A practical example from Polish case law:
‘In order for the court to grant the community’s request for a compulsory sale of the premises, the owner’s offences must be sufficiently serious, and the reason for the community’s request may be not only the behaviour of the owner of the premises, but also the inappropriate behaviour of his household member or tenant or lessee of his premises’ (decision of the Court of Appeal in Krakow, 1st Civil Division, of 20 October 2016, ref. no. I ACz 1745/16).
Summary
Article 16(1) of the Polish Act on Ownership of Premises establishes an exceptional, repressive instrument for protecting the housing community against owners of premises who persistently evade their financial obligations or grossly or persistently violate the rules of coexistence in the community. Its purpose is not to ‘punish’ incidental violations, but to restore the possibility of peaceful and safe use of premises and common property.

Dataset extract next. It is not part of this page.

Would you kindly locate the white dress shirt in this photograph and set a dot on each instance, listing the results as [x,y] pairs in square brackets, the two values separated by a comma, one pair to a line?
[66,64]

The application of this mechanism is permissible only after the following conditions have been met:
1. long-term arrears in payments due to the community,
2. gross or persistent violation of house rules,
3. making the use of other premises or common property burdensome
In practice, these conditions often overlap and may result from a single set of behaviours, but merely ‘touching’ on them formally is not sufficient – it is necessary to assess the degree of the violations, their persistent or gross nature, and the proportionality of the interference with the right of ownership.
The measure under Article 16 of the Polish Act is of an ultima ratio nature, and therefore the community should first use less burdensome instruments (summonses, debt collection, actions for cessation of violations, disciplinary interventions). Only their ineffectiveness justifies resorting to the mechanism of compulsory sale of the premises.
Does the housing community have to take into account that after the sale of the premises, the owner will be entitled to replacement premises?
No. Pursuant to Article 16(2) of the Polish Act on Ownership of Premises, an owner whose premises have been sold under compulsory sale proceedings is not entitled to replacement premises. This provision is unambiguous and excludes the obligation to provide the former owner with other premises in connection with the application of the sanction under Article 16(1) of the Polish Act.
The ratio legis of this regulation is clear: if the housing community were obliged to provide the former owner with another flat, the sanction in the form of compulsory sale of the flat would in fact be deprived of its real effect, and the objective of Article 16(1) of the Polish Act – to restore the proper functioning of the community by removing from the community an owner who grossly violates his obligations – would not be achieved.
Who is a party to a case concerning the compulsory sale of premises?
The entity entitled to bring an action is the housing community, represented by the management board or administrator. The defendant should be the owner of the premises whose behaviour meets at least one of the conditions listed in the provision in question.
What should be the content of a claim for compulsory sale of premises?
In practice, various formulations of the claim may be encountered, e.g.:
– ordering the sale by auction, conducted in accordance with the provisions of the Polish Code of Civil Procedure, of premises belonging to the defendant,
– authorisation to sell the premises owned by the defendant by way of enforcement proceedings against real estate,
– ruling on the sale of the premises by auction on the basis of the provisions of the Polish Code of Civil Procedure on enforcement against real estate.
What does a judgment authorising the sale of the premises give the housing community in practice?
The judgment obtained by the community authorising the sale of the premises gives the housing community the right to initiate proceedings to enforce it. The housing community should therefore apply to the bailiff to sell the premises under the provisions on enforcement against real estate.